Cloud has been the new darling in the world of computing and Microsoft has provided once again developers a new compeling platform to build their new generation applications on. In this picture enters SQL Azure, a cloud-based edition of Microsoft’s leading database product, Microsoft SQL Server. One would ask how one designs an RDBMS database for the cloud and specifically for the Azure platform. It is basically easy to create a simple database in SQL Azure but database creation and database design are two different life forms. So we ask, how are databases be in the cloud and in SQL Azure? In this blog, I hope to provide an answer.
Scale Out
First and foremost, the cloud has been one of the primary solutions to consider when an application is in the realm of a massive scalability issue. Or to put it in another perspective, the Cloud was both a catalyst of the emergence of extremely large applications and a result of the webification of a lot of things. Design considerations need to factor in unheard of scales that can span from almost everywhere. Bandwidth needed is of the global scale, hard disk space are in the petabytes, and users are in the millions. When you talk about building an application to handle this scale, one can’t do anymore the usual stuff any one of us used to do. One now needs to think massively in terms of design. E.g. No single piece of hardware can handle the kind of scale I just mentioned. So how does one design a simple database that is intended to scale up to the degree that I just mentioned?
The Problem
Supposing, we have a great idea of developing the next big thing and we named it FreeDiskSpace. FreeDiskSpace allows us to upload massive amounts of files where files can be anything one can think of. The scale of this next big thing is thought to be in the range of having 500 million users scattered around the globe with each users allowed to upload an unlimited amount of files.
The Challenge
With such order of magnitude, the many challenges we will be facing will definitely lead and force us to question every bit of our knowledge and development capability that we might have been using when we are used to doing gigs in the few GBytes of databases with a few thousand users. If what is allowed makes each user upload files in the range of not less than 5GB, one would need to store 2,500 petabytes worth of files. How does one store 2,500 petabytes worth of files and manage the uploading/downloading of 500 million users?
In the Cloud, you are less likely to see a bunch of supercomputers handling this kind of scale. Rather, you are more likely to see hundreds of thousands of commodity servers woven together forming a cohesive unit. Making use of these mesh to behave like it is as if it is operating as a unit requires design patterns that are more appropriate for these environments.
Database Sharding in SQL Azure
First, what is database sharding.
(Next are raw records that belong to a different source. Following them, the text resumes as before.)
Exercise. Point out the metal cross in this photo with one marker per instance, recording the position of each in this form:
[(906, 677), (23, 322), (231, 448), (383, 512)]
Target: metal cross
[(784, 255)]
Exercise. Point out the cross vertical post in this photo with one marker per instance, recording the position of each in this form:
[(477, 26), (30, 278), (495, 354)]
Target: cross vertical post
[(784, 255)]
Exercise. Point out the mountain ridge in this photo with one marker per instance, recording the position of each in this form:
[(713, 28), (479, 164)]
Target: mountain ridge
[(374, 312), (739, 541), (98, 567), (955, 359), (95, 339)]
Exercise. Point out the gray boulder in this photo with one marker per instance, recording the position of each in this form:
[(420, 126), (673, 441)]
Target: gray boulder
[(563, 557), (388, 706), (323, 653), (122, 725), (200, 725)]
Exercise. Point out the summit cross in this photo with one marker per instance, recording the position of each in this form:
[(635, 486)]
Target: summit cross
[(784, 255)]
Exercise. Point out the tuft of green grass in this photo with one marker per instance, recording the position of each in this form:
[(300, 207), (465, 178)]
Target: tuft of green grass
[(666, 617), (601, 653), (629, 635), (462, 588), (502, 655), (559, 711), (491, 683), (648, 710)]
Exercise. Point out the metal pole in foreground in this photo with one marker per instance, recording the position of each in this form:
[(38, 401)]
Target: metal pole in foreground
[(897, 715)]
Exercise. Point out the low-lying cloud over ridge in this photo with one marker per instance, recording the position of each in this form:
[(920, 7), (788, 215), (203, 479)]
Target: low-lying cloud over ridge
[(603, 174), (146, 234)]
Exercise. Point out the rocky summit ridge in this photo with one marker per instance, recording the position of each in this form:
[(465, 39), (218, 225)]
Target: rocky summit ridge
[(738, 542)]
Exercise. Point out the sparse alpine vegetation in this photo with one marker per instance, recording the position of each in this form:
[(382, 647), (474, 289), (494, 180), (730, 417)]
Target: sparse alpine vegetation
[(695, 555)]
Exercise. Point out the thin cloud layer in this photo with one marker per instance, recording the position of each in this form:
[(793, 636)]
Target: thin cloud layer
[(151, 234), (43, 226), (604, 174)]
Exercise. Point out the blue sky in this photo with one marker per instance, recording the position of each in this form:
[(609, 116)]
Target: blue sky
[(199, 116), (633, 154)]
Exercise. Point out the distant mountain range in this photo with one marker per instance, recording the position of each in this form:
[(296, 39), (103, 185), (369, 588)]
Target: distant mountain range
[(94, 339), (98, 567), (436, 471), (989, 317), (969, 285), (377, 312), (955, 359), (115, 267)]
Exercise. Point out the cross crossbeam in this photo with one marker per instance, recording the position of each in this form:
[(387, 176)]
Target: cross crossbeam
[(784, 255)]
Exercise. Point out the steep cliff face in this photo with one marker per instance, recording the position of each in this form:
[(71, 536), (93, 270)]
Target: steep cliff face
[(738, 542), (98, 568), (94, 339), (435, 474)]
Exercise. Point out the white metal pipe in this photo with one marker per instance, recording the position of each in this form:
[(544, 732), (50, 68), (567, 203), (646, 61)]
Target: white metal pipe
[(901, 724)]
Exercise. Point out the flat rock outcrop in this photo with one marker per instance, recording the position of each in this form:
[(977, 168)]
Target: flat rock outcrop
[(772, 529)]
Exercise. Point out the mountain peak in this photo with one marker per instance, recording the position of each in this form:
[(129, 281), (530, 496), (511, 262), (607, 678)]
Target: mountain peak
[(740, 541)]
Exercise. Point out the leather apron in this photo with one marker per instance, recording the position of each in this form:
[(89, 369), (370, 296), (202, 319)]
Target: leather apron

To put it simply, database sharding is a design pattern to split up data into shards or fragments where each shard can be run on its own on a separate instance running on a separate server located somewhere. Each shard contains the same structure as that of another but contains different subsets of data.
Current version of SQL Azure offers NO feature that handles automatic scaling. This will surely change in the near future as everybody doing applications handling these massive loads will somehow need an automatic way to allow the application to handle this amount of load and data easily. One way that is guaranteed to be commonly used will be sharding databases. However for now, sharding in SQL Azure isn’t automatic. If one needs to shard, one needs to do it by hand. As I have said, in the future, Microsoft will be compelled to give us an easy way to practice sharding. Hopefully, that future is near.
Now we would ask, why do we need to shard databases in SQL Azure. The cloud and specifically with SQL Azure, with its limitations, forces us to use this design pattern. SQL Azure only allows us 50GB for a database’s maximum size on a virtual instance running on an off the shelf commodity server. With that, we surely need a way to work around these constraints if we see our data to grow for like 500 terabytes. Second, if we foresee a huge number of users hitting our applications, doing this on a single piece of hardware would spawn concurrency nightmares that would choke our databases to death.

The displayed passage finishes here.